Ski flying

The differences between ski jumping and ski flying are, on the one hand, minor, but on the other hand huge.

Minor, huge differences

The main difference is, of course, the distance of the jumps resp. flights. On a large hill jumps of up to 150 m are possible.

Jumps until HS 150, flights from HS 200

For example, the hill record on the very large hill in Willingen (GER) is currently at 152 m. The hill as a HS of 145 m. The smallest of the five ski flying hills at the Kulm (AUT) has a hill size of 200 m. So flying hills are a lot bigger. 

The inrun speed is higher and so the athletes can jump farther, the period of time in which the athletes are in the air is longer > so jumps are becoming flights.

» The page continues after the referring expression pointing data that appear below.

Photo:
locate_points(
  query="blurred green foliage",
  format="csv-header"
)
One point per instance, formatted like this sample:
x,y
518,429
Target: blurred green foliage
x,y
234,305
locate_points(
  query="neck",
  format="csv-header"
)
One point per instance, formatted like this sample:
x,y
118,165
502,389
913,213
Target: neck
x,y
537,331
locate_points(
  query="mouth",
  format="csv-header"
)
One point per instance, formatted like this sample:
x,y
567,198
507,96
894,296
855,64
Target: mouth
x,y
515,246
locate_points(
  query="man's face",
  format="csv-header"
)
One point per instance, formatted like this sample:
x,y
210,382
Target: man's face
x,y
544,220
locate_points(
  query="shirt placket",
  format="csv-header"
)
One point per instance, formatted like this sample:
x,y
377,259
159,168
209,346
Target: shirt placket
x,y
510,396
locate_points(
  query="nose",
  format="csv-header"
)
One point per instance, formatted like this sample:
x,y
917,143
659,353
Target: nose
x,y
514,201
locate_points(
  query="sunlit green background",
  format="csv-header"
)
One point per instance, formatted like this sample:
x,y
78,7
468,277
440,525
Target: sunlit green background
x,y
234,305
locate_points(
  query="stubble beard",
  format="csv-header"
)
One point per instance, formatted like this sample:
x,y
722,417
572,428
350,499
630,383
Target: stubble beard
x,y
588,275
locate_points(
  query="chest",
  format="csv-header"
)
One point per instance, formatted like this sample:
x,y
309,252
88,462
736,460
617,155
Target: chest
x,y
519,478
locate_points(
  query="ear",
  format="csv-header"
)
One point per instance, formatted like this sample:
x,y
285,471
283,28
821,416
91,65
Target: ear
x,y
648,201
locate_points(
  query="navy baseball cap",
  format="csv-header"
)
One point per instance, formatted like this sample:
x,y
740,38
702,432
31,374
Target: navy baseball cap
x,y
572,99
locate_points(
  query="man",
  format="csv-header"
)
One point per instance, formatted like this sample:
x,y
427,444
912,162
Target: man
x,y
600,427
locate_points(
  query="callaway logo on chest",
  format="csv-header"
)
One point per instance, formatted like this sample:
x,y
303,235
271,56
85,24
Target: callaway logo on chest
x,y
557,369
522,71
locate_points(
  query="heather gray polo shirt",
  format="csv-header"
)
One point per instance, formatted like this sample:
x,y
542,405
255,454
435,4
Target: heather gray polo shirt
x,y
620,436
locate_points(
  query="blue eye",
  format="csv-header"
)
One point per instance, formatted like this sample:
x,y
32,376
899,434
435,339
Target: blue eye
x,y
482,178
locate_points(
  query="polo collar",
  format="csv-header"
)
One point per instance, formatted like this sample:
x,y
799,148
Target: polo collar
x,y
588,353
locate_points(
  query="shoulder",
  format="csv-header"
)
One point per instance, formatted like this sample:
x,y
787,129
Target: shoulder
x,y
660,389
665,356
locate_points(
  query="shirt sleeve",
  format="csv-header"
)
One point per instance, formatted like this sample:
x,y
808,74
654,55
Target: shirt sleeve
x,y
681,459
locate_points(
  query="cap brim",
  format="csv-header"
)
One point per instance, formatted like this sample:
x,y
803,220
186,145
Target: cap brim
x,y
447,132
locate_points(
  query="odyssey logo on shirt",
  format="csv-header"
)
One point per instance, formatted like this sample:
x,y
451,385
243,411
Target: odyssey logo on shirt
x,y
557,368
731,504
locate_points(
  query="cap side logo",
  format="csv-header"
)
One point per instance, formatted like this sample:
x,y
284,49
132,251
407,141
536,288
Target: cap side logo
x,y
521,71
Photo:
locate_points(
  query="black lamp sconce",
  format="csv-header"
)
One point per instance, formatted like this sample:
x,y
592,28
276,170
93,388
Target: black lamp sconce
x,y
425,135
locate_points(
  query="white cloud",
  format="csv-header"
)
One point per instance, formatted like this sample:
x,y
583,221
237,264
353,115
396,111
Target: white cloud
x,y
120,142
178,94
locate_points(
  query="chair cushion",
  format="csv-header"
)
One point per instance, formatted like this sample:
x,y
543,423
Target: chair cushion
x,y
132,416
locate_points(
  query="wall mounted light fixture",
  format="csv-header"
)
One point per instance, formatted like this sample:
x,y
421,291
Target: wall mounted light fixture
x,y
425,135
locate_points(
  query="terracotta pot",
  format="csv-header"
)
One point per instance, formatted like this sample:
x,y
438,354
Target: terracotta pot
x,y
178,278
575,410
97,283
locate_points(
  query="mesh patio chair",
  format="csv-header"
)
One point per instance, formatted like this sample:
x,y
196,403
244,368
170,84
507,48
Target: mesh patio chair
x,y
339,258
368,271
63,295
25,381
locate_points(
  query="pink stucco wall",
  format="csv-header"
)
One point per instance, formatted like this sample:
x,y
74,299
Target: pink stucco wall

Jumping technique very similar

There's not that much difference in the actual jumping technique of the athletes. Inrun, take-off, flight-phase and landing are similar. Who can do well in ski jumping, can usually also be competitive on a ski flying hill. 

But there are also specialists in ski flying, athletes who have a very good feeling for the flight.

These are, for example Slovene Robert Kranjec, Austrian Gregor Schlierenzauer, Japanese Daiki Ito and a few more top athletes.

Ski flying is physically demanding

And there's another difference: Ski flying is extremely physically demanding for the athletes. A weekend in Planica (SLO) is exhausting for all of the jumpers. The body is full of adrenalin, the pulse raising to unbelievable heights and at the end all athletes are simply tired.

Right now FIS World Cup events and FIS World Championships are held on five hills.

The 5 ski flying hills with an FIS certificate:

Planica (SLO) HS 215 Meter, Details »

Oberstdorf (GER) HS 213 Meter , Details »

Bad Mitterndorf / Kulm (AUT) HS 200 Meter, Details »

Harrachov (CZE) HS 205 Meter Details » 

Vikersund (NOR) HS 225 Meter  Details »


Another ski flying hill is located in Ironwood (USA), but it's not in use anymore. The certificate expired in 1995.


The facility in Vikersund is the world's largest hill with a hill record of 246.5 m (world record), set by Johan Remen Evensen of Norway (Feb. 11th, 2011).

Unlike in World Cup competitions on a normal- or large hill where 50 athletes get to participate in the first round, in a World Cup competition in ski flying only 40 jumpers are competing. The best 30 then qualify for the second round. 

The athlete, who scores the most World Cup points in the ski flying competition of a season, is awarded with the trophy for the overall victory of the ski flying World Cup.